Frequently asked questions
- What is a iron condor on COLM?
- A iron condor on COLM is the iron condor strategy applied to COLM (stock). The strategy is structurally neutral / range-bound: An iron condor sells a call spread and a put spread at strikes outside spot, collecting net premium that is kept if the underlying stays inside the inner short strikes. With COLM stock trading near $58.05, the strikes shown on this page are snapped to the nearest listed COLM chain strike and the premiums come straight from the end-of-day bid/ask midpoint.
- How are COLM iron condor max profit and max loss calculated?
- Max profit equals the net credit times 100 inside the inner strikes; max loss equals wing width minus credit times 100. Two breakevens at inner strikes plus and minus the credit. For the COLM iron condor priced from the end-of-day chain at a 30-day expiry (ATM IV 35.60%), the computed maximum profit is unbounded per contract and the computed maximum loss is unbounded per contract. Live intraday quotes will differ as the chain moves through the trading session.
- What is the breakeven for a COLM iron condor?
- The breakeven for the COLM iron condor priced on this page is no defined breakeven on the modeled curve at expiration, derived from end-of-day chain premiums. Breakeven is the underlying price at which the strategy's P&L crosses zero ignoring transaction costs and assignment risk. The current COLM market-implied 1-standard-deviation expected move is approximately 10.21%; if the move sits well outside the breakeven distance, the structure's risk-reward becomes correspondingly tighter.

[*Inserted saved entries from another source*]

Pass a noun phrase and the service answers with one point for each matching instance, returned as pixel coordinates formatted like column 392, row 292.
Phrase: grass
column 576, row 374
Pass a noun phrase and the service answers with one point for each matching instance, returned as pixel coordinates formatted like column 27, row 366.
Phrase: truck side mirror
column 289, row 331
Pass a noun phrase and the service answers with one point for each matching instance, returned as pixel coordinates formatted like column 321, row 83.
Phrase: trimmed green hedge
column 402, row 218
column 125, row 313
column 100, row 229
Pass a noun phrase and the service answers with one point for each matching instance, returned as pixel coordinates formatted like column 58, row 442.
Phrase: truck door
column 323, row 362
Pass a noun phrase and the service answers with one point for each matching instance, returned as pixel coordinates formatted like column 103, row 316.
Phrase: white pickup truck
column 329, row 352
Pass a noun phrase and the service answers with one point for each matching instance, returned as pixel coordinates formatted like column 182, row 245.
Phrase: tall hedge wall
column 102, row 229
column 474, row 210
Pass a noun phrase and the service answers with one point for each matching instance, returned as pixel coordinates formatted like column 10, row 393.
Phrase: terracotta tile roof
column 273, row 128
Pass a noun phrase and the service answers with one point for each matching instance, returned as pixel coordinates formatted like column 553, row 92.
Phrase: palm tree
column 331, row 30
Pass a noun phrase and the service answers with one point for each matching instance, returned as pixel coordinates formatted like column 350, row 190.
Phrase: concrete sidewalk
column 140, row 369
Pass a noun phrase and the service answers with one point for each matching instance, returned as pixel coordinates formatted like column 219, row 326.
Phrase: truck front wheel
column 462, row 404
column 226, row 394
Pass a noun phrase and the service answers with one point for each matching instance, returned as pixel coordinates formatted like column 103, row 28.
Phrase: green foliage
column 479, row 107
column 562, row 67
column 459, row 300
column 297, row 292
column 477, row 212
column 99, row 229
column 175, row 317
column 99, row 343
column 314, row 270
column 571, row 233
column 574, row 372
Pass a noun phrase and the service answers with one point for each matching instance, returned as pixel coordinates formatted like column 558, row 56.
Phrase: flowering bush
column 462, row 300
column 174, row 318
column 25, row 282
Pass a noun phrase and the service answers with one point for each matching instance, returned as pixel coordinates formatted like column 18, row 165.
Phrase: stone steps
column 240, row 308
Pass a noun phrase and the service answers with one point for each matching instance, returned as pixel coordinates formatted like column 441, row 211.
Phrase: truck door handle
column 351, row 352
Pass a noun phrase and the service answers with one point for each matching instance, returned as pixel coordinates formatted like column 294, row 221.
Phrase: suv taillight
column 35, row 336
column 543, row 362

- When should you consider a iron condor on COLM?
- Iron condors on COLM are a delta-neutral premium-collection structure that profits if COLM stock stays inside the inner short strikes; short strikes typically sit near 1 standard deviation from spot.
- How does current COLM implied volatility affect this iron condor?
- COLM ATM IV is at 35.60% with IV rank near 35.72%, which is mid-range against its 1-year history. Strategy selection depends more on directional thesis and expected move than on a strong IV signal.